Saturday, January 7, 2017

Ragamuffin 


I watched the movie, “Ragamuffin” and was challenged to the depth of my soul.  The movie is the life story of Rich Mullins.  His brother acts in the movie and was heavily involved in it production.  So I assume it has a high degree of accuracy.  It was nothing liked I expected.  It is not a sugar coated story of a plaster saint.  The film shows Mullins with enormous strengths and enormous weaknesses.  The weaknesses are perhaps highlighted more than his strengths.  Rich was a gifted musician and a prolific song writer.  He wrote “Awesome God”, “Step by Step”, “Sing Praise to the Lord”.  He worked on an Indian reservation, did foreign missions, gave most of his earnings to charities and lived off the average wage in the U.S.!  Yet he had a foul mouth, struggled with drinking, and sometimes came off self-righteous and smug.  

Rich had a broken place in his heart from his relationship with his father.  He struggled with this most of his life.  A measure of healing was found through one on one ministry by Brennan Manning (who also had struggles with alcohol).  
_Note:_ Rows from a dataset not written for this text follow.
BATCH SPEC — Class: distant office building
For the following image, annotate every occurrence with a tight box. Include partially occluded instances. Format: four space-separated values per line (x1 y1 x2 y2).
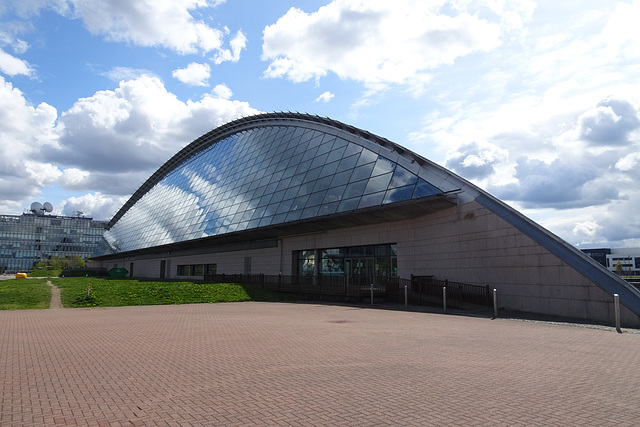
598 248 640 276
582 248 640 275
0 204 110 273
92 112 640 326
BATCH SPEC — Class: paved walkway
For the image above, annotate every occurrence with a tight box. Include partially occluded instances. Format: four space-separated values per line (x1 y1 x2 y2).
47 280 63 309
1 302 639 426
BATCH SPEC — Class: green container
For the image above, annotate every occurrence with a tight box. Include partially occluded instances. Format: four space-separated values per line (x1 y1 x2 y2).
108 267 129 278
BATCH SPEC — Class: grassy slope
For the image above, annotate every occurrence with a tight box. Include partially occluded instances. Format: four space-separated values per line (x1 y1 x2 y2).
50 278 294 308
0 279 51 310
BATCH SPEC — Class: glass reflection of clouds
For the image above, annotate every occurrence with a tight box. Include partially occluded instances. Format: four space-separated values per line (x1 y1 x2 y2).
106 125 443 252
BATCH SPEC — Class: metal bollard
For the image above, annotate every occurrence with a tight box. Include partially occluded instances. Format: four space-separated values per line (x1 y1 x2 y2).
614 294 621 333
404 285 408 308
443 287 447 312
371 284 374 305
493 289 498 318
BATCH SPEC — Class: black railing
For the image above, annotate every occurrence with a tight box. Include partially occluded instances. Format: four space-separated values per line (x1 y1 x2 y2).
204 273 492 309
407 275 491 309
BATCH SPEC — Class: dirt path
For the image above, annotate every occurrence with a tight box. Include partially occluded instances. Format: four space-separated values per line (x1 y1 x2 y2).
47 281 63 309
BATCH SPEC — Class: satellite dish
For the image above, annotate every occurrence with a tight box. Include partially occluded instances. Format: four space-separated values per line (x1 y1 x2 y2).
30 202 43 215
43 202 53 213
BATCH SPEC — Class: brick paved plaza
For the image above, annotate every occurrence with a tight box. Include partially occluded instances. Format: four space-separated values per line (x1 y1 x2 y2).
1 302 639 426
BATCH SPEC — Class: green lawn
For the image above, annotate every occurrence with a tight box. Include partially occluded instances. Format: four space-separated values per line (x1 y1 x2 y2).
49 278 294 308
0 279 51 310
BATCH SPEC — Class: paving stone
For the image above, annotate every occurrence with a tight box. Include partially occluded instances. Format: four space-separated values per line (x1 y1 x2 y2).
1 302 639 426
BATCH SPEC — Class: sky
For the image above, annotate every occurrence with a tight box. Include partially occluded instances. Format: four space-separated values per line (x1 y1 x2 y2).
1 0 639 249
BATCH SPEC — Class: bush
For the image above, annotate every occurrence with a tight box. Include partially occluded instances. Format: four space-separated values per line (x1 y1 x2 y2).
28 269 62 278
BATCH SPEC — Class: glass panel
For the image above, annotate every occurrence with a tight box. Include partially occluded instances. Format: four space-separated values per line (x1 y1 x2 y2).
312 176 333 193
371 156 396 177
317 202 338 216
337 198 360 213
390 166 418 188
306 191 327 207
304 167 322 183
330 169 352 187
350 163 375 182
301 205 320 219
106 122 433 253
337 154 359 172
355 148 378 167
358 191 385 209
383 185 415 204
324 185 345 203
319 161 339 178
285 209 302 222
344 180 367 199
326 145 347 164
309 152 330 170
414 179 441 198
363 173 393 195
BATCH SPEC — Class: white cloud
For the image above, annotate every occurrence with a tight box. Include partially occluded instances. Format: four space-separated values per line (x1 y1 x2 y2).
214 29 247 64
211 83 232 99
262 0 505 88
601 0 640 54
0 76 59 214
577 98 640 145
445 140 508 180
2 0 239 58
173 62 211 86
24 161 62 187
58 168 90 187
316 91 334 103
0 47 34 76
64 0 228 55
616 152 640 172
45 75 258 194
13 39 30 54
60 192 128 220
0 75 57 195
102 66 154 82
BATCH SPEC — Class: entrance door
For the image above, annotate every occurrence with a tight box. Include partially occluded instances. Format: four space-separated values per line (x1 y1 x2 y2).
346 257 374 277
345 257 374 294
160 260 166 279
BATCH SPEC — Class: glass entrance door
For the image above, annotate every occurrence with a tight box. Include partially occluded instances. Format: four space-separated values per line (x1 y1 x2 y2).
345 257 374 277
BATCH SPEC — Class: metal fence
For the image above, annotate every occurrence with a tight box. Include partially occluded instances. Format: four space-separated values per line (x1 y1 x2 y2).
204 273 492 309
406 275 492 309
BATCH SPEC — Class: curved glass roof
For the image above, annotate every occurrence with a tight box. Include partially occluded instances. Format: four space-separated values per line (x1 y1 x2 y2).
105 115 444 252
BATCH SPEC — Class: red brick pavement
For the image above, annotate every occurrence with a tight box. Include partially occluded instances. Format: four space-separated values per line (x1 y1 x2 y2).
1 302 639 426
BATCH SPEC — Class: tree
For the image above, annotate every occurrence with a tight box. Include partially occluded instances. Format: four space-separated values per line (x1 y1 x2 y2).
615 260 623 276
30 256 85 272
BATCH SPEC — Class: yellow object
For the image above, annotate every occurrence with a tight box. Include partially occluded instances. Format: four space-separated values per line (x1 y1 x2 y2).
15 272 28 279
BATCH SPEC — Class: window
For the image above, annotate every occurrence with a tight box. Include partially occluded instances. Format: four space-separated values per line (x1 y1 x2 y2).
297 250 315 276
298 244 397 277
177 264 216 277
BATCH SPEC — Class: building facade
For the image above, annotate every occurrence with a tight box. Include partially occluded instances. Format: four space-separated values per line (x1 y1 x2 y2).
93 112 640 326
0 212 109 273
582 248 640 276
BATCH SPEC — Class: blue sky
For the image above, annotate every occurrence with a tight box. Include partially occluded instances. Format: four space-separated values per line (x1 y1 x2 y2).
1 0 640 249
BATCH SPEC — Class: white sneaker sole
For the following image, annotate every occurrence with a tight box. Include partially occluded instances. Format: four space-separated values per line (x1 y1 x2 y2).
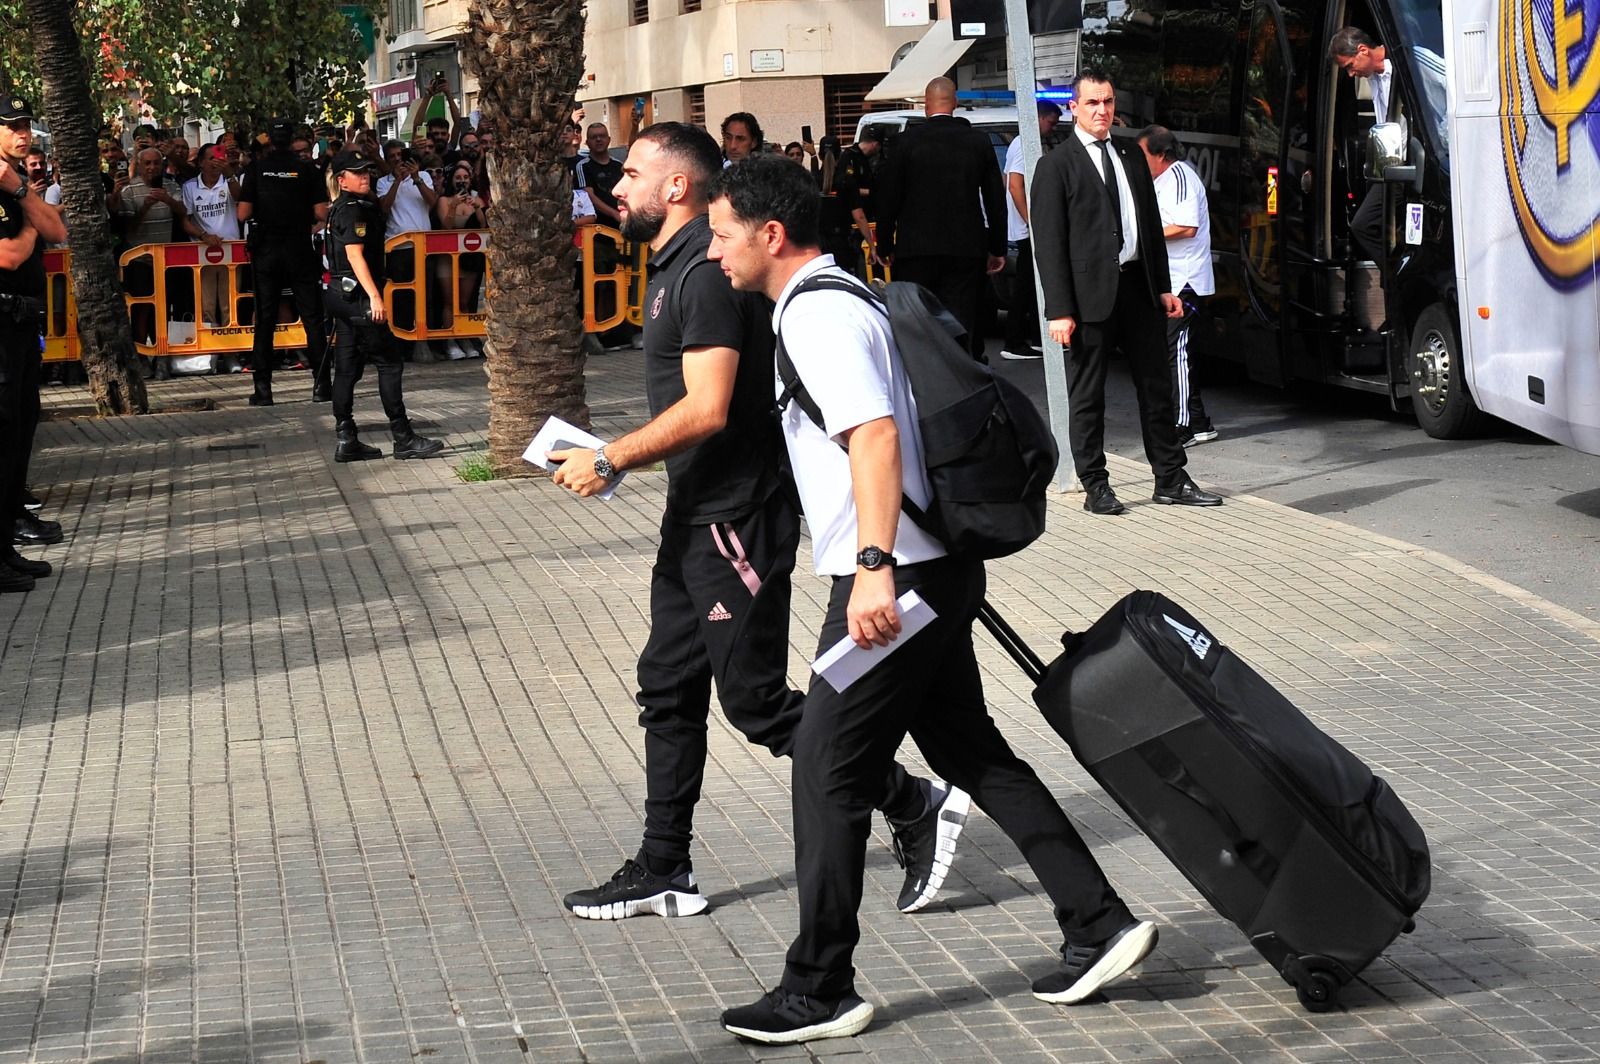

What are we to make of so much grace and so much brokenness in one person?  For one thing it confirms my understanding of human nature.  We are all both image bearers of God yet simultaneously broken by sin in every part of our being.  The image of God shines forth in talents and loving actions.  In those who believe in Christ that image is being restored and will shine brightly at times and in ways.  But that restoration is a work in progress.  The brokenness continues to raise its ugly head as well.  

Every believer will have “Romans 7:16 moments”; “For I do not understand my own actions. For I do not do what I want, but I do the very thing I hate.”   I believe step by step, progressive growth is possible and should be taking place.  But the struggle will continue.  Relapses into sin, selfishness, and even addictions in some cases, will take place.  This is not to excuse sin, but to offer comfort and hope to sinners, like me.  

Mullins accepted the label “Ragamuffin” from Brennan Manning’s “Ragamuffin Gospel”.  I do not endorse everything Manning wrote.  But I embrace the core of his message – we are all Ragamuffins, broken, messy, struggling sinners who at the best are desperately clinging to God’s grace in Christ, aware of our utter inability to save ourselves or perfect ourselves.  We need Jesus!  Because of Jesus God’s children are ferociously loved by Father God because of who Christ is and what Christ did.  If you are trusting in Christ, God dynamically loves you right where you are!  

As one struggling Ragamuffin to another I urge you to open your heart to be radically embraced by the love of God and watch out!  His love will act in your inner being and in your circumstances to transform you into the image of Jesus Christ.   He loves you where you are but He loves you too much to leave you there!